Dynamiczny rozwój instalacji fotowoltaicznych daje się odczuć od dłuższego czasu. Dane za 2022 roku nie pozostawiają wątpliwości. Polacy wręcz rzucili się na panele słoneczne, co widać w liczbie zamontowanych instalacji prosumenckich. Czy może być jeszcze bardziej „zielono” w polskiej energetyce?
Fotowoltaika przekroczyła w Polsce epokową granicę. Niesłychane, ile energii wykręciła

Moc zainstalowana wszystkich paneli słonecznych w Polsce na koniec grudnia 2022 roku wyniosła dokładnie 12 189,1 MW – informuje Rynek Elektryczny. W porównaniu z grudniem poprzedniego roku jest rekordowy wzrost wynoszący aż 58 proc. Na koniec 2021 notowano jedynie 7681,4 MW mocy zainstalowanej.
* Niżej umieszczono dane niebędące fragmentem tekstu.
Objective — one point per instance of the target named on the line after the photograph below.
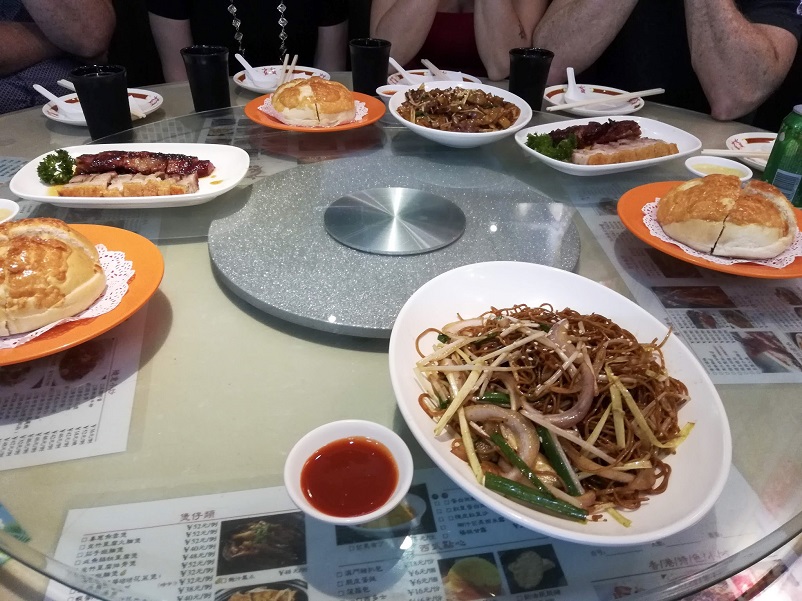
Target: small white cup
(698, 165)
(331, 432)
(388, 91)
(8, 210)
Na instalacje fotowoltaiczne składają się zarówno projekty komercyjne prowadzone przez firmy, jak i systemy prosumenckie, czyli wszystkie te na prywatnych posesjach, na dachach i ścianach budynków. Okazało się, że w strukturze energetycznej dominują drobni producenci energii. Liczba prosumentów wyniosła 1 193 053. Zatem można już mówić o milionach Polaków, którzy sprawiają, że polska energetyka staje się coraz bardziej „zielona”. Łącznie instalacje prosumencie miały moc 8773,91 MW.

Czytaj też: Monopol Chin zniszczy nas wszystkich. Czy przy tych cenach fotowoltaika ma jeszcze sens?
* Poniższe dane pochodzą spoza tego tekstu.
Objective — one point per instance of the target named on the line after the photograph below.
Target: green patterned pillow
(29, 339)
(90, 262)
Fotowoltaika w Polsce weszła na nowy poziom

Wzrost liczby nowych instalacji nie był równomierny przez cały rok. Według danych to w marcu i kwietniu najwięcej Polaków decydowało się na panele słoneczne. Być może miało to związek z inwazją Rosji na Ukrainie i obawami mieszkańców przez ewentualnymi przerwami w dostawach energii. W kolejnych miesiącach tempo instalacji systemów utrzymywało się na podobnym poziomie. W grudniu zamontowano 14 245 paneli słonecznych.

Na pewno jednym ze stymulatorów tak dynamicznego rozwoju fotowoltaiki w Polsce jest program rządowy Mój Prąd. W jego ramach można uzyskać dofinansowanie do montażu instalacji fotowoltaicznej. Nowsze wersje tego programu dały możliwość wsparcia także przy zakupie magazynów energii.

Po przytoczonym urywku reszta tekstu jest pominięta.